HbA1c (eight studies comprising six cross-over and two parallel studies, totalling 106 participants, provided just 14 point estimates): Overall, the addition of fructose to the diet reduced HbA1c concentration regardless of the substitute used (glucose or starch). There was no data comparing fructose and sucrose. Fructose dose, duration of fructose treatment, and the severity of dysglycaemia interacted as a single determinant of the treatment effect size. Treatment effect was greatest in individuals with poor baseline glycaemic control (high HbA1c). Funnel plot and trim-and-fill analyses revealed no significant publication bias.
Fasting plasma triacylglycerol (FPTG) (60 studies, comprising 33 cross-over, 20 sequence, four sandwich and three parallel studies, totalling 589 participants): Overall, RCTs with 100g/day or less fructose had no significant effect on FPTG. Fructose intake up to 350g/day increased FPTG. Non-significant residual differences from a general trend with dose were reported for RCTs and studies in which randomisation was not reported (RCTs: ResD -0.09, 95% CI -0.39 to 0.21. Non-RCTs: ResD 0.06, 95% CI -0.14 to 0.28). There was evidence of statistical heterogeneity for RCTs (I2=0.93) and non-RCTs (I2=0.91). FPTG increased as fructose dose increased, but the size of the effect decreased with duration of treatment. Subgroups of males, females, healthy persons, type 1 diabetics, type 2 diabetics, hyperlipidaemics, normal weight, overweight and obese persons showed no significant departure from the general trend for the dose response. Funnel plots and trim-and-fill analyses revealed no significant publication bias.

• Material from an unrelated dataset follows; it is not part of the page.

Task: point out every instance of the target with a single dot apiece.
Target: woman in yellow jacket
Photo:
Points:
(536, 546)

Postprandial triacylglycerol (PPTG) (25 studies, comprising 17 cross-over, five sequence, two parallel and one sandwich studies, totalling 234 participants): There was a significant reduction in PPTG in studies that monitored PPTG for five hours or less (-0.02 mmol/L, 95% CI -0.03 to -0.01; 13 studies). There was evidence of significant heterogeneity (Χ2=0.001). In studies that monitored PPTG between six and 24 hours, there was no statistically significant evidence of a dose dependency effect (12 studies). Further studies are needed.

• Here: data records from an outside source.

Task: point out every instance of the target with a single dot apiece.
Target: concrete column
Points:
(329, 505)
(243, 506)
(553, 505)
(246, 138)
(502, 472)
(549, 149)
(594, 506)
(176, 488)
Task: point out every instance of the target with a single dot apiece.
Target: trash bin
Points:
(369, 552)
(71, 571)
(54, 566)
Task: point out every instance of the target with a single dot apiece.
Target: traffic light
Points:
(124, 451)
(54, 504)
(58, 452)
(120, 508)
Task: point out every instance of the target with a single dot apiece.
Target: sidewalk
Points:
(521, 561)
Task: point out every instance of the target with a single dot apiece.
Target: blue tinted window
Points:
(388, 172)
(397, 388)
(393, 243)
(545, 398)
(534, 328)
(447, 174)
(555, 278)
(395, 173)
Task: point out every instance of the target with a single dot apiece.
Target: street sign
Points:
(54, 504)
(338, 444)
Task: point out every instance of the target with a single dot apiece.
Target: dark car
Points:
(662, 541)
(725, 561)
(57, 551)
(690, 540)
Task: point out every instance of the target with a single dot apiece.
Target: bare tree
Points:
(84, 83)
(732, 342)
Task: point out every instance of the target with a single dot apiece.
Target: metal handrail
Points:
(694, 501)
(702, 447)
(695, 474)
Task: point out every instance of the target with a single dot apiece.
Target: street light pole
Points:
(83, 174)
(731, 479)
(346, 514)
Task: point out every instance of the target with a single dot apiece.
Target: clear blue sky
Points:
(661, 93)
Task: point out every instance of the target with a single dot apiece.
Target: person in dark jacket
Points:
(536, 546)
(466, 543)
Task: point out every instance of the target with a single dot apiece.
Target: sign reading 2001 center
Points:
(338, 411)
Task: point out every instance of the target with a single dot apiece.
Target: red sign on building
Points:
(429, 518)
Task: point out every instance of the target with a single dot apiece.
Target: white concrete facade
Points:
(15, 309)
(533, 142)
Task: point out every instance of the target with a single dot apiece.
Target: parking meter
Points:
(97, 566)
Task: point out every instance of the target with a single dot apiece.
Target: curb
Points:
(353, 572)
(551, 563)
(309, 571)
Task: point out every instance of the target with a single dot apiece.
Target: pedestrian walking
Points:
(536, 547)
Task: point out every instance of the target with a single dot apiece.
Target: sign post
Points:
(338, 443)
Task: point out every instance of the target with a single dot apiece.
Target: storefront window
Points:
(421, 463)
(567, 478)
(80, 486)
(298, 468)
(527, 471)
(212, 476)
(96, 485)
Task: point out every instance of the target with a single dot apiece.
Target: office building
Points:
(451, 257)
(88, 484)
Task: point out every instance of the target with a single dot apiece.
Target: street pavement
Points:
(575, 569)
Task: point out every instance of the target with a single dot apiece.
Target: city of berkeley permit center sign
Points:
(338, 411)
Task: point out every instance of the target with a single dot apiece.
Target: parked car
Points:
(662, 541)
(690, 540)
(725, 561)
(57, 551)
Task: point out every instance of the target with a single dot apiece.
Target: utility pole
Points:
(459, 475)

Body weight (19 studies, comprising 12 cross-over, three parallel, two sandwich and two sequence studies, totalling 246 participants): Fructose intakes of 100g/day or less did not have a significant effect on body weight. There was no evidence of statistical heterogeneity (I2=0%). There was no evidence of publication bias using funnel plots and trim-and-fill analyses. Data on the effect of fructose intakes greater than 100g/day on body weight were limited.

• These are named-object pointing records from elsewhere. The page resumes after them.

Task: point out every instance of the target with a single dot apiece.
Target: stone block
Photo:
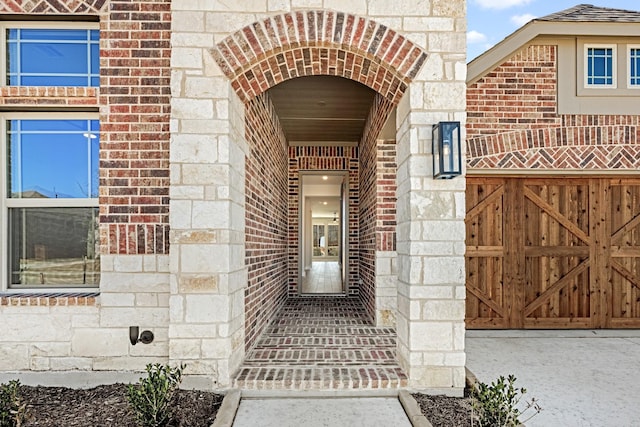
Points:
(14, 357)
(216, 348)
(432, 376)
(194, 147)
(431, 336)
(204, 258)
(70, 363)
(186, 108)
(49, 349)
(145, 317)
(443, 310)
(126, 363)
(207, 308)
(39, 363)
(187, 21)
(146, 299)
(403, 8)
(100, 342)
(211, 214)
(443, 270)
(120, 299)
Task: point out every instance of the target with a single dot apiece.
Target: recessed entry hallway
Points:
(322, 343)
(322, 278)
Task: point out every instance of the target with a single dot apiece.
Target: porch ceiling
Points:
(322, 109)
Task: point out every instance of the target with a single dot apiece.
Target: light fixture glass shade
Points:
(447, 162)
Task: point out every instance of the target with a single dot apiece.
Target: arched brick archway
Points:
(305, 43)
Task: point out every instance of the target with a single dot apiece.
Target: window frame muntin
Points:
(628, 52)
(7, 203)
(614, 65)
(52, 25)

The sensitivity of combined effects to different ways of handing repeat measures was investigated. Heterogeneity was variably studied as appropriate across outcomes in terms of choice of control substitute, background diet, health state, baseline weight/BMI, age and gender of the participants, adaptation, mode of fructose ingestion, and study quality. The results were reported in the review.